Muhaimin Iqbal
Author

Reactor for Energy Survival

Advanced Renewable

Mon , 13 May 2024 17:38 WIB

Of the various reactors that we introduced previously, what is no less important is the newest reactor which we call the Synthesis and Reforming Reversible Reactor (SR3), compared to the previous one, this is the one that can best become our energy survival reactor. Why is that?

This reactor can be used to convert fuel from one type to another, becoming a kind of interface if the fuel source we have is different from the fuel we need. For example, if we have low quality oil with various hydrocarbon compositions in it, while what we need is pure gasoline, with SR3, we reform this low quality oil into CO and H2, after which it is synthesized again into long chain hydrocarbons which are suitable for gasoline.

It could also be because we want to double the energy conversion efficiency of what we have. For example, we have gasoline, but the efficiency of a gasoline-fueled combustion engine is only 25%, how can we make it 50% or even more? Gasoline is reformed into H2 and CO (Syngas) then the CO is reacted again in Water Gas Shift (WGS) to produce even more H2, then we will be able to produce H2 around 2.4 times of that contained in the petrol formula.

The additional 140% of H2 comes from the steam that we use for reforming and for WGS. If we use H2 as fuel for fuel cells, the level of energy conversion efficiency will be more than 2 times that of a gasoline combustion engine.

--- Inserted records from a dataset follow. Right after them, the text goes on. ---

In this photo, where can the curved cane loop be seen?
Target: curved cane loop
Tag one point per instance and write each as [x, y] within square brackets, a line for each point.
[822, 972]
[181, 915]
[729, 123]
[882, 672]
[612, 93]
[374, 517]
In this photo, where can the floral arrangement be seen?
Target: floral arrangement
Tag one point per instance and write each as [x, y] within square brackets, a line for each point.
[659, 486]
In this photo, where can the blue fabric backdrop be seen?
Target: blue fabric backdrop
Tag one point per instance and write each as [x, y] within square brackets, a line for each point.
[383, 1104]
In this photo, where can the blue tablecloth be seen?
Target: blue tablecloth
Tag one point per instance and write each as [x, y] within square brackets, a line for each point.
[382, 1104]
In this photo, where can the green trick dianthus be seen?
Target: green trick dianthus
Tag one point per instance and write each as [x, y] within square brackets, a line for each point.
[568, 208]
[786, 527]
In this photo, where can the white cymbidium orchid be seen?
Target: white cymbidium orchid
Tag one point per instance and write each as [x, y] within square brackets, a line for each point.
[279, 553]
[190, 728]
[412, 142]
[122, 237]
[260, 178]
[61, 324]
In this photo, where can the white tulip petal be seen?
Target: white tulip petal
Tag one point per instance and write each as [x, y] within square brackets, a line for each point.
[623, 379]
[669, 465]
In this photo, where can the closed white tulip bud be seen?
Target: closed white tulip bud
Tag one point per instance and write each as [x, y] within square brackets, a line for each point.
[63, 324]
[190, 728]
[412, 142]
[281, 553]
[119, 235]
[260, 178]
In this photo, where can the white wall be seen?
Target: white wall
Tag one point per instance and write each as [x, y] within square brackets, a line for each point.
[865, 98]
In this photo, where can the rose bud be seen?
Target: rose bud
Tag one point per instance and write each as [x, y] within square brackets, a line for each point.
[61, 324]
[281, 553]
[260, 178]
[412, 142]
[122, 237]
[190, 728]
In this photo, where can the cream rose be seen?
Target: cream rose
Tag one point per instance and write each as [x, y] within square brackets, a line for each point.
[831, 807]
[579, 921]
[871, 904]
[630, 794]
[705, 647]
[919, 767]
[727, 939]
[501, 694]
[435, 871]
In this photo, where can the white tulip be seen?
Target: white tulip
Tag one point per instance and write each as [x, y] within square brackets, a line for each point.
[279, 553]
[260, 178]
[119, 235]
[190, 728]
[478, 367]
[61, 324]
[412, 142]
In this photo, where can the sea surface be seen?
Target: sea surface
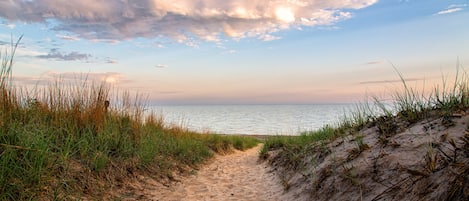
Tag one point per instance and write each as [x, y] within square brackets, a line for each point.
[253, 119]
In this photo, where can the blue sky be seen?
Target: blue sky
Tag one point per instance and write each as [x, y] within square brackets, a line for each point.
[214, 51]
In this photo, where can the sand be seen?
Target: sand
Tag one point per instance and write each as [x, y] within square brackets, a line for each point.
[237, 176]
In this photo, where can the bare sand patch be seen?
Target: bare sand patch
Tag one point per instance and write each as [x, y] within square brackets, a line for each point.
[237, 176]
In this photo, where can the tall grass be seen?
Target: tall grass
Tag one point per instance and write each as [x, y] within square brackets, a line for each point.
[408, 107]
[63, 140]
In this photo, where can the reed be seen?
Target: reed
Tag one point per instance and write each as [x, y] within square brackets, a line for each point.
[73, 140]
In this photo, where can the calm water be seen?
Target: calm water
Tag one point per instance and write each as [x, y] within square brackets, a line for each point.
[253, 119]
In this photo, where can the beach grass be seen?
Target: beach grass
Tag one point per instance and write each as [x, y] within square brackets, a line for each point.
[408, 107]
[74, 140]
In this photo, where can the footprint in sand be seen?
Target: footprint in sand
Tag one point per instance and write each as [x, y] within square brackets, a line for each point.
[237, 176]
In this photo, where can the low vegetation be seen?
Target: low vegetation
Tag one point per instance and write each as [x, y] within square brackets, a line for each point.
[78, 140]
[387, 151]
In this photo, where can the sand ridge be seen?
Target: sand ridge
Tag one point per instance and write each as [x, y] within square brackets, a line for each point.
[237, 176]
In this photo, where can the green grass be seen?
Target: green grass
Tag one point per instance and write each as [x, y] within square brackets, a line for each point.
[61, 141]
[409, 106]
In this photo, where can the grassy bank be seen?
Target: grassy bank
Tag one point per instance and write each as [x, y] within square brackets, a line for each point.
[418, 149]
[409, 106]
[66, 141]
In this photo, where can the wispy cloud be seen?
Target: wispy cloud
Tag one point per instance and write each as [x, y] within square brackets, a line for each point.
[111, 61]
[161, 66]
[71, 77]
[69, 38]
[183, 20]
[55, 54]
[373, 62]
[452, 9]
[448, 11]
[390, 81]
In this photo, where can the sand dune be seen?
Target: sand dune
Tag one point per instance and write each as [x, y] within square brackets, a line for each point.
[237, 176]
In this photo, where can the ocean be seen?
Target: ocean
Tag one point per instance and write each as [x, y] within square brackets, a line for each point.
[253, 119]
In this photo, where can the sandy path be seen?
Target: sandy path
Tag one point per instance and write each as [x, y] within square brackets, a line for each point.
[237, 176]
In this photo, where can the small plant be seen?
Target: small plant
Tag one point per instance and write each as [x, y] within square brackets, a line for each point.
[431, 158]
[361, 146]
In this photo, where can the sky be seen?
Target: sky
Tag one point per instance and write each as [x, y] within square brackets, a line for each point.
[239, 52]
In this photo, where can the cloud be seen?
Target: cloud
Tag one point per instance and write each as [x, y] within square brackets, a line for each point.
[390, 81]
[54, 54]
[448, 11]
[111, 61]
[161, 66]
[181, 21]
[108, 77]
[268, 37]
[72, 78]
[373, 62]
[69, 38]
[452, 9]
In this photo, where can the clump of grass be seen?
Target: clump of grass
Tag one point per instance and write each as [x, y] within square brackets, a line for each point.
[408, 107]
[70, 140]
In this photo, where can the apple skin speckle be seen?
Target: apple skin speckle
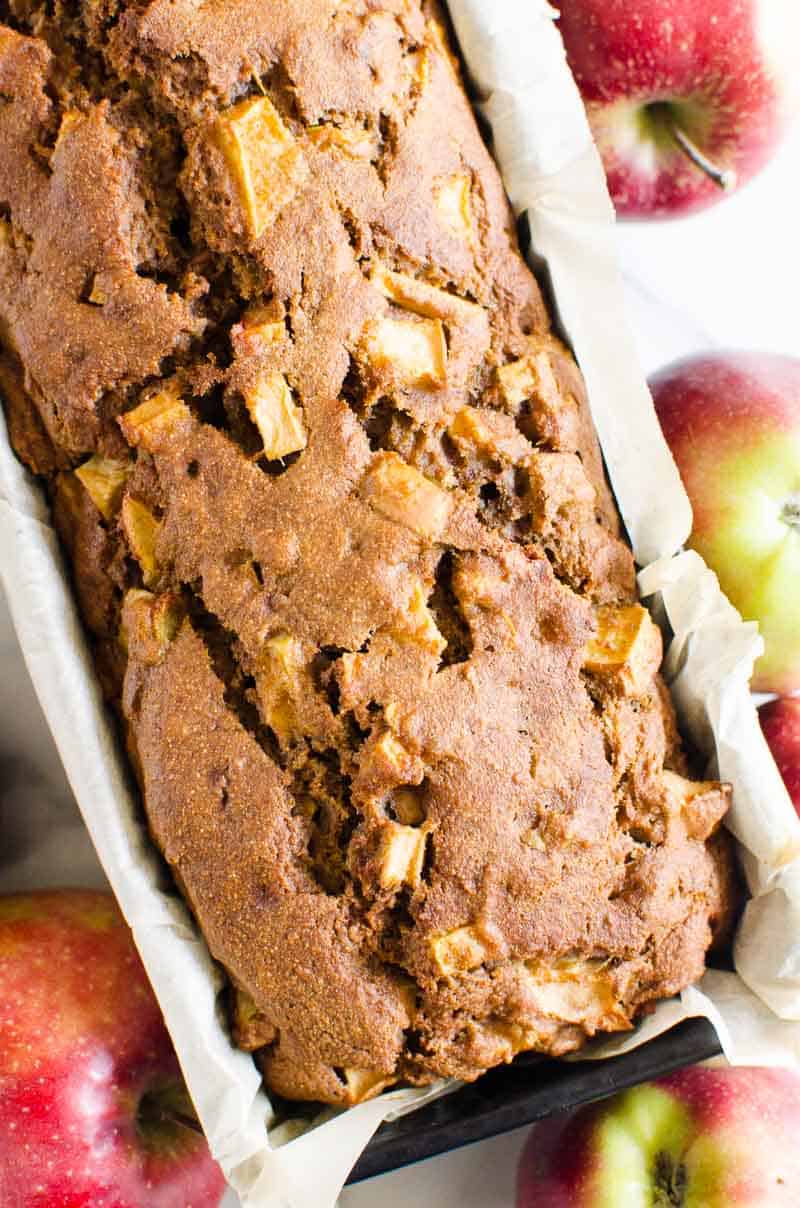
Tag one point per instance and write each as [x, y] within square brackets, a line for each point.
[732, 423]
[711, 69]
[82, 1047]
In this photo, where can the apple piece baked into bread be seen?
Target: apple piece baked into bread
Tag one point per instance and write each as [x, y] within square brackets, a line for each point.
[340, 532]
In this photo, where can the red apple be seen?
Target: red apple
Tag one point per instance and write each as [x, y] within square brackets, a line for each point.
[732, 423]
[93, 1109]
[683, 96]
[700, 1138]
[781, 725]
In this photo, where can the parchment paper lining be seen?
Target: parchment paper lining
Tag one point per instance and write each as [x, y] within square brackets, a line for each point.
[552, 174]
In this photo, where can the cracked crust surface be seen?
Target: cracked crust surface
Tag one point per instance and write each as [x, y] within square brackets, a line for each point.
[340, 530]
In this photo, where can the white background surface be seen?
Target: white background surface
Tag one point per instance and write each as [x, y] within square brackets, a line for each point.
[724, 278]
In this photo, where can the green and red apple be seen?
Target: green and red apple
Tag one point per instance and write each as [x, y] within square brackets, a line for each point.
[732, 423]
[781, 725]
[700, 1138]
[683, 96]
[93, 1109]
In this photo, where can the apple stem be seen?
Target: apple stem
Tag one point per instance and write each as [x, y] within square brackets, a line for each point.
[180, 1119]
[725, 178]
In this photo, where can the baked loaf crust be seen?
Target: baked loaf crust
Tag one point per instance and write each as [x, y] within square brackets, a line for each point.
[340, 532]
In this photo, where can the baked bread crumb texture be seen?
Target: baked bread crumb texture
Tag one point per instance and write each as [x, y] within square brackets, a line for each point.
[338, 527]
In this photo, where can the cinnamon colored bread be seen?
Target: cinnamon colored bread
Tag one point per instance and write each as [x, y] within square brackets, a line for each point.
[340, 532]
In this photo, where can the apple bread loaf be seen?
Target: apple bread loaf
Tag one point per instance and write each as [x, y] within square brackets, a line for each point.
[341, 536]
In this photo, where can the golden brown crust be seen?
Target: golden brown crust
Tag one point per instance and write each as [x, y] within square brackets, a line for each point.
[338, 523]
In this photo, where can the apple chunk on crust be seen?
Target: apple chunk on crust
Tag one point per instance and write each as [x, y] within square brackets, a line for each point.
[262, 157]
[407, 497]
[452, 201]
[104, 478]
[401, 855]
[625, 654]
[277, 416]
[416, 352]
[140, 528]
[577, 991]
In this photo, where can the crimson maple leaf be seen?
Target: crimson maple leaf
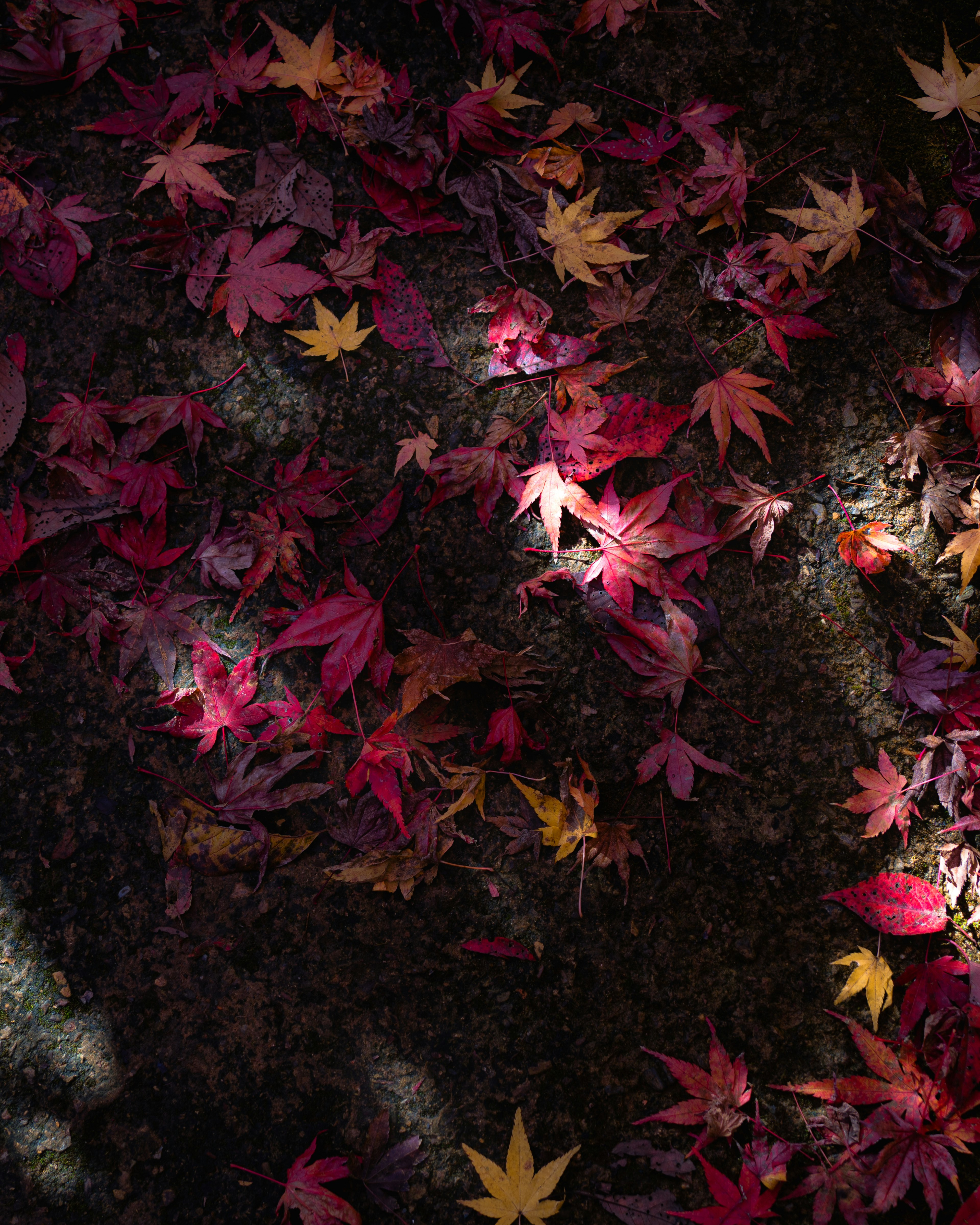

What is special about the SR3 reactor is its ability to facilitate two-way reactions at once, namely the first is a synthesis reaction to make long chain carbon fuels such as gasoline and diesel from CO and H2 gas, and the second is a reforming reaction, namely breaking down the long chain fuel like gasoline and diesel, back into CO and H2.

What's the most interesting is that both synthesis and reforming reactions can be made exothermic, meaning they produce energy and do not require external energy input except at the beginning of the reaction. For synthesis we use the Fischer-Tropsch reaction which is indigenously already exothermic, while for reforming we use Autothermal Reforming (ATR) - which is an engineered exothermic, we burn some C to produce heat - partial oxidation (POX), the heat is used to release H2 from H2O, and H2 has energy that is 4 times greater than C for the same unit weight.

With capabilities like this, there will be a lot of potential for using this SR3 in the future. Among them are for Hydrogen Fuels Cells which can use diesel or petrol fuel - which is much cheaper and easier to carry. It is also possible to decompose and recompose hydrocarbon fuel in any form, into the high quality fuel we need.